Torrential rainfalls and flash floods hitting the BAY states have a devastating impact on thousands of people in IDPs camps and host communities.

The risk of further heavy rainfall and floods remains high in 64 LGAs across the BAY states until the end of September.

New downpour may exacerbate the situation in many IDP camps already severely hit by the bad weather conditions and result in higher risks of disease outbreaks.

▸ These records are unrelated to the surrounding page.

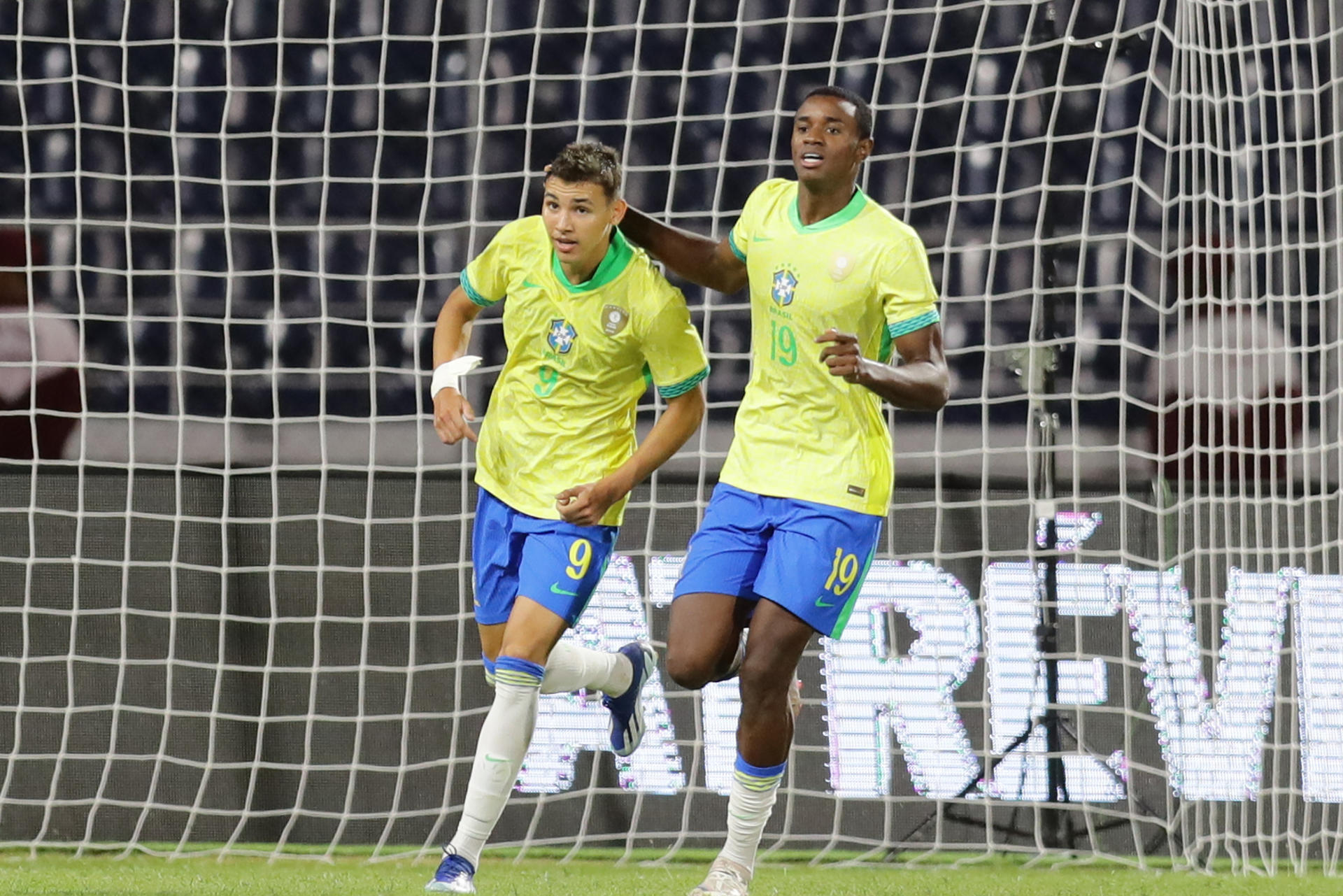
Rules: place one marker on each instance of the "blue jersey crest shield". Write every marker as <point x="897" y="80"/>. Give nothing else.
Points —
<point x="785" y="283"/>
<point x="562" y="336"/>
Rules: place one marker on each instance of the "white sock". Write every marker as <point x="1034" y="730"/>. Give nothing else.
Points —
<point x="750" y="805"/>
<point x="571" y="667"/>
<point x="504" y="739"/>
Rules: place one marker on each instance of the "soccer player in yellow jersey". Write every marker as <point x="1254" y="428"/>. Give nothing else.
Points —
<point x="836" y="285"/>
<point x="586" y="319"/>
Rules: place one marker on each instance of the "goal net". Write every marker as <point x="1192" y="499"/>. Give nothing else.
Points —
<point x="235" y="614"/>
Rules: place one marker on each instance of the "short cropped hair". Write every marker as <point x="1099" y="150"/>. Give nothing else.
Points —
<point x="861" y="111"/>
<point x="588" y="163"/>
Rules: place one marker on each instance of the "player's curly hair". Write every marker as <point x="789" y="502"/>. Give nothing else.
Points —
<point x="861" y="111"/>
<point x="588" y="162"/>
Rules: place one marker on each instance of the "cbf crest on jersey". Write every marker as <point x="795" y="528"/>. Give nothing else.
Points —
<point x="562" y="335"/>
<point x="785" y="283"/>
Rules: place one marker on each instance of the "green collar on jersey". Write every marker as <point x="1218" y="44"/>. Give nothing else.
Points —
<point x="842" y="217"/>
<point x="617" y="257"/>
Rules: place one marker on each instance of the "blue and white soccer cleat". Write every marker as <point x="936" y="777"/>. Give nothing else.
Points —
<point x="627" y="710"/>
<point x="454" y="875"/>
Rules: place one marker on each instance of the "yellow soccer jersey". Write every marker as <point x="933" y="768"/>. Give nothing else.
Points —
<point x="563" y="408"/>
<point x="802" y="433"/>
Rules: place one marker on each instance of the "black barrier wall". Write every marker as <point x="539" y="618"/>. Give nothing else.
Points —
<point x="197" y="656"/>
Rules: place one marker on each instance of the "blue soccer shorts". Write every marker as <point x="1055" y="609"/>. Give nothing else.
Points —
<point x="555" y="563"/>
<point x="807" y="557"/>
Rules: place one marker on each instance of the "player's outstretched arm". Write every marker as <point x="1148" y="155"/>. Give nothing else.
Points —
<point x="588" y="504"/>
<point x="921" y="383"/>
<point x="690" y="255"/>
<point x="452" y="332"/>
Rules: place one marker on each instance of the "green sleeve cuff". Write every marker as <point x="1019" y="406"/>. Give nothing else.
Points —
<point x="732" y="245"/>
<point x="471" y="294"/>
<point x="927" y="319"/>
<point x="684" y="386"/>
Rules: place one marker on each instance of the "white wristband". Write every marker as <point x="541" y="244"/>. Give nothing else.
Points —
<point x="448" y="375"/>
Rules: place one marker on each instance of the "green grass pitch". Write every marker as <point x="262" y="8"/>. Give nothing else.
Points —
<point x="52" y="874"/>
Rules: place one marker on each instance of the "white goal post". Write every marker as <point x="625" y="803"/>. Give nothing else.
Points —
<point x="235" y="614"/>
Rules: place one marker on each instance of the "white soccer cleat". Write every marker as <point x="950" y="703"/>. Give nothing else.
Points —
<point x="725" y="878"/>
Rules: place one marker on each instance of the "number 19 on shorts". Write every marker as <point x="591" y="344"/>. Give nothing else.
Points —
<point x="844" y="573"/>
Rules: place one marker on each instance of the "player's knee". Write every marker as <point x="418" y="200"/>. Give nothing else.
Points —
<point x="763" y="681"/>
<point x="688" y="668"/>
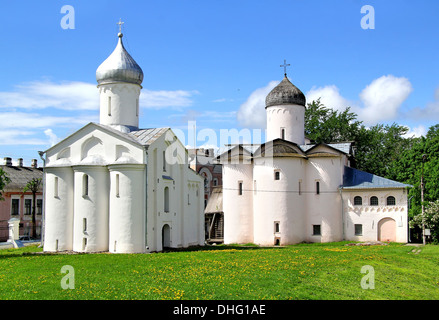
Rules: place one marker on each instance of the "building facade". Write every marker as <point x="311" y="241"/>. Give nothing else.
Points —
<point x="287" y="191"/>
<point x="17" y="203"/>
<point x="113" y="187"/>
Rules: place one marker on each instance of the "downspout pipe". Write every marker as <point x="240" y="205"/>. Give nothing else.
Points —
<point x="43" y="218"/>
<point x="342" y="212"/>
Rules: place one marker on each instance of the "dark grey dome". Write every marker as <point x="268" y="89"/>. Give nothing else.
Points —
<point x="119" y="67"/>
<point x="285" y="93"/>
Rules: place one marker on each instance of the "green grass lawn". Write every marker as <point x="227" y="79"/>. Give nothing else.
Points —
<point x="305" y="271"/>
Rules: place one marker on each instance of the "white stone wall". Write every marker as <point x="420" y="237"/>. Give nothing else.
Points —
<point x="119" y="104"/>
<point x="278" y="201"/>
<point x="59" y="209"/>
<point x="370" y="216"/>
<point x="238" y="208"/>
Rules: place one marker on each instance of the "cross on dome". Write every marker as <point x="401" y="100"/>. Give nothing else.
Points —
<point x="285" y="65"/>
<point x="120" y="23"/>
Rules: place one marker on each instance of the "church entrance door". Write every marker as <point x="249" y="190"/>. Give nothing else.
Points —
<point x="387" y="230"/>
<point x="166" y="236"/>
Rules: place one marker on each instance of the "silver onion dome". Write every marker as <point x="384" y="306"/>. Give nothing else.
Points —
<point x="119" y="67"/>
<point x="285" y="93"/>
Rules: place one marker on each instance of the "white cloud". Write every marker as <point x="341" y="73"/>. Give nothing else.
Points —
<point x="53" y="139"/>
<point x="251" y="113"/>
<point x="416" y="132"/>
<point x="383" y="98"/>
<point x="164" y="99"/>
<point x="19" y="137"/>
<point x="429" y="112"/>
<point x="330" y="97"/>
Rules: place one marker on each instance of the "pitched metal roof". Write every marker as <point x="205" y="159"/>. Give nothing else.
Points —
<point x="20" y="176"/>
<point x="357" y="179"/>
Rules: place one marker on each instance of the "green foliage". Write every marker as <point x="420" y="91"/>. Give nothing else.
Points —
<point x="430" y="219"/>
<point x="4" y="180"/>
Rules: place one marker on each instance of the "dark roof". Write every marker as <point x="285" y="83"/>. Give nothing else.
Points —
<point x="285" y="93"/>
<point x="20" y="176"/>
<point x="357" y="179"/>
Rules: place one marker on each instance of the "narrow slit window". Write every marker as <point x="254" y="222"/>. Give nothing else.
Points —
<point x="85" y="185"/>
<point x="117" y="185"/>
<point x="55" y="187"/>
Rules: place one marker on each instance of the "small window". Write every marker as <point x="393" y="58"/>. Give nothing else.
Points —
<point x="166" y="200"/>
<point x="55" y="188"/>
<point x="373" y="201"/>
<point x="39" y="206"/>
<point x="164" y="161"/>
<point x="316" y="230"/>
<point x="27" y="206"/>
<point x="358" y="201"/>
<point x="15" y="207"/>
<point x="391" y="201"/>
<point x="85" y="185"/>
<point x="117" y="185"/>
<point x="358" y="229"/>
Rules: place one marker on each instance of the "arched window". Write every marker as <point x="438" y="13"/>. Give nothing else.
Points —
<point x="166" y="202"/>
<point x="373" y="201"/>
<point x="358" y="201"/>
<point x="391" y="201"/>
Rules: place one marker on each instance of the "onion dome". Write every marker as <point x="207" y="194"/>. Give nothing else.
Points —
<point x="285" y="93"/>
<point x="119" y="67"/>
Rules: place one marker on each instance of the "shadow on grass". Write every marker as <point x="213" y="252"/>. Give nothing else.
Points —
<point x="248" y="246"/>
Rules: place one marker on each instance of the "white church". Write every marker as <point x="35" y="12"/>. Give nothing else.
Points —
<point x="288" y="191"/>
<point x="113" y="187"/>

Nigerian Meteorological Agency (NiMet) yearly Seasonal Rainfall Predictions extrapolated that 2019 would likely see lower-than-normal to normal rainfall over most parts of Nigeria, but isolated flash floods were to be expected due to the high intensity of the rainfalls at the peak of the season, especially in places that are naturally prone to flooding. Camps for displaced persons are particularly vulnerable to this risk and the limited availability of land to build camps exacerbates this risk.

Authorities, Nigerian emergency agencies and humanitarian partners are currently responding to zthe urgent needs caused by the harsh weather conditions. The response consists of pumping water out of flooded areas, relocating affected families and supporting them with shelter, food and NFIs. Preventive measures are also reinforced with sand bags, water pumps, shovels and other tools being distributed in at risk areas.

Swift actions are further required to meet the urgent needs in shelter, NFIs and food of people affected by the floods and host communities. The 305 households sheltered in schools in Yobe State and the thousand households sheltered in schools and government buildings in Borno State will need to be relocated. Damaged shelters and non-functioning latrines need to be rehabilitated and many of the affected camps need sanitation services, drainage of stagnant water and vector control activities.

Cholera mitigation measures are urgently needed to prevent cholera outbreak. Aid actors also need to mitigate protection risks, especially increased risks of sexual and gender-based violence.

The 2019 contingency plan estimated that, between May and September, 53,909 households in camps and host communities were vulnerable to risks of floods in the BAY states (4,893 in Adamawa, 41,297 in Borno and 7,723 in Yobe).